Humans have 23 pairs of chromosomes, one of which is the sex chromosome. Chromosomes contain lots and lots of genes, all which carry instructions that tell different parts of the body what to do. In males, the Y chromosome carries a gene called SRY that encodes the Sex-determining region Y (also abbreviated SRY) protein. This protein, as its name suggests, will decide the sex of future offspring. Consequently, this one single gene, SRY, is all that’s required to produce an anatomically male mouse. However, these male mice are infertile because they lack some of the genes involved in sperm production.
That’s where another gene called Eif2s3y comes in. With this second gene, male mice can at least generate sperm cell precursors known as round spermatids, but not mature sperm.

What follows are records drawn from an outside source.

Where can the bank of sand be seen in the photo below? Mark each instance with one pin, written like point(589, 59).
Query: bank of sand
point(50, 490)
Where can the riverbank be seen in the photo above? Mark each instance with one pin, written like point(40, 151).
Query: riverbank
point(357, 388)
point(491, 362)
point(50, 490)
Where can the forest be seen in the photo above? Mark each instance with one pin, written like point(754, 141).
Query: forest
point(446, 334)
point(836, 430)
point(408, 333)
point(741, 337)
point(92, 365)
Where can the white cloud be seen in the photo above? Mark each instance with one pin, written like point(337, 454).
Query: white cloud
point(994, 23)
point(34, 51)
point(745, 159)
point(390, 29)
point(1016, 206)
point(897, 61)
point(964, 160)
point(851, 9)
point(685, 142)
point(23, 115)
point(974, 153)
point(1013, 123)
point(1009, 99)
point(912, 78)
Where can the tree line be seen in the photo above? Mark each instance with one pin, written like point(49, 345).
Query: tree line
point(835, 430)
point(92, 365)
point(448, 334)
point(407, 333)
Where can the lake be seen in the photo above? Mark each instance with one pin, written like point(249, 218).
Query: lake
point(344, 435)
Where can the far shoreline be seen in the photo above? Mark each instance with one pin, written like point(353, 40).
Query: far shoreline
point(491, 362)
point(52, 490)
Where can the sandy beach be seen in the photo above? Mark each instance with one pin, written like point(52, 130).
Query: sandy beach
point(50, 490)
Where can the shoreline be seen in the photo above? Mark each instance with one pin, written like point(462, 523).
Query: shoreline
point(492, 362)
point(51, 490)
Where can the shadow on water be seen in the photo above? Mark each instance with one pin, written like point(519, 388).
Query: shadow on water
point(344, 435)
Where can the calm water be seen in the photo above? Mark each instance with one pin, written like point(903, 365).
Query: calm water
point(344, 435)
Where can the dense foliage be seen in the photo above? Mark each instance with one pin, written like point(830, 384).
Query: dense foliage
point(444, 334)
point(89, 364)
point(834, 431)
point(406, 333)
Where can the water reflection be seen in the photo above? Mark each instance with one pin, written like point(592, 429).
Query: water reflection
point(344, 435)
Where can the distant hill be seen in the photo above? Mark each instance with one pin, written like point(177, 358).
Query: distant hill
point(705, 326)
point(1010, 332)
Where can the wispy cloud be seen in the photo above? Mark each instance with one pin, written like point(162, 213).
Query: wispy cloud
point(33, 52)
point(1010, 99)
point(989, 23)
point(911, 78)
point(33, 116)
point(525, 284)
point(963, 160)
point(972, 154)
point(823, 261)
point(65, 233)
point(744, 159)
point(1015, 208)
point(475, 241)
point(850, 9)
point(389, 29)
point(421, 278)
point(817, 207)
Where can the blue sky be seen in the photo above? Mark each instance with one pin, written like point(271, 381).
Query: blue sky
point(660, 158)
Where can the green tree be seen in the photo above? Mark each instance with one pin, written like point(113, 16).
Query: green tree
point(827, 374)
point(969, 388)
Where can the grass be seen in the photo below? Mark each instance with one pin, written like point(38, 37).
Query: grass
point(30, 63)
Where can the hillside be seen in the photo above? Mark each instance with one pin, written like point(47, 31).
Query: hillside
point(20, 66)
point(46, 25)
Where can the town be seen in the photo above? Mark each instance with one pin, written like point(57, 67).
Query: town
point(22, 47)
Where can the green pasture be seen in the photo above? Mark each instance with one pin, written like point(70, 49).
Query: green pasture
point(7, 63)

To fully develop sperm, the mice need both copies of this gene. One is toward the end of the Y chromosome and the other version is on the X chromosome.
So with only two genes from the Y chromosome, male mice are able to produce immature sperm. Scientists used an assisted in vitro fertilization technique to treat male infertility by injecting the round spermatids directly into the eggs of female mice. The round spermatids fertilized the eggs nine percent of the time. In comparison, sperm from natural-born male mice fertilized eggs 26 percent of the time. The offspring born from these efforts developed into normal, healthy, fertile adult mice.
Even though only two genes from the Y chromosome are required to produce fertile adult mice, the Y chromosome is still important. More genes are required to produce fully mature, motile sperm capable of fertilizing an egg without intervention. The Eif2s3y gene may play a role in some forms of male infertility in humans. With this new data, therapies could be invented to encourage the development of functional sperm that could reproduce through in vitro methods. Injecting round spermatid into eggs is not currently an option for humans due to technical and safety issues, but this technique is likely to get better with additional research.
The genetic information contained in the Y chromosome plays important roles in reproduction by controlling the development of sperm and normal fertilization and will continue to do so, negating suggestions that it is being eliminated by evolution or rendered useless by in vitro fertilization. For now at least, men remain indispensable.